Review of David Blamires (2012) Pushing at the frontiers of change; A memoir of Quaker involvement with homosexuality. London: Quaker Books. (ISBN 978-1-907123-23-8, paperback 100 pages)
Changes in attitudes to homosexuality in the Western world have been dramatic over the last 50 years. No less so within the Religious Society of Friends. David Blamires has been involved in these changes for much of that time and his book gives a valuable insight into Quaker responses.
Although David was not part of the group which wrote Towards a Quaker view of sex, published in 1963, he knew many of the authors and gives a full account of the lead-up to that booklet. Not only was it ahead of its time, it caused much discussion both within and without Quakers, including in Australia. Curiously, much of the discussion was about the authors’ call for acceptance of relationships outside marriage as much as their accepting attitude to homosexual relationships.
Although the booklet was published by Quakers it was not an official view but that of the contributors. The same applied to David’s own book Homosexuality from the inside, published ten years later in 1973. It was this booklet which resulted in him being invited, whilst he was on a visit to Sydney that year, to fly to Brisbane with the help of Queensland Regional Meeting and give a public lecture. Out of that came the suggestion to our Yearly Meeting in 1974 that we should support the decriminalisation of male homosexual acts, culminating in our public statement at Yearly Meeting 1975.

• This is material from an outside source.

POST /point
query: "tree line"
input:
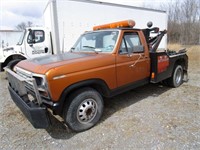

Since then in both the UK and Australia there have been many, sometimes very painful, discussions around support for homosexual relationships and the more recent acceptance of gay marriage. Through all that time Quakers have struggled to balance the testimony to equality with the conventional idea that marriage was for heterosexual couples. This, of course, culminated in the acceptance of gay marriage and calls for changes in the law by Britain Yearly Meeting in 2009 and Australia Yearly Meeting in 2011.
David’s final comment is ‘The story of Quaker involvement is still worth telling … because it shows how small groups, working together under concern and prepared to devote the necessary time, made a difference to the resolution of an important area of social injustice.’
The history of homosexuality and homosexual relationships has been largely hidden over many centuries, and our understanding of all types of relationships is very different from that of our ancestors. It is important to document recent changes as fully as possible so that future generations can see how we dealt with them. David’s book is an important, interesting and very readable contribution to that process.
A Group of Friends (1963). Towards a Quaker view of sex. London: Friends Home Service Committee.
Blamires, D. (1973). Homosexuality from the inside. London: Social Responsibility Council of the Religious Society of Friends.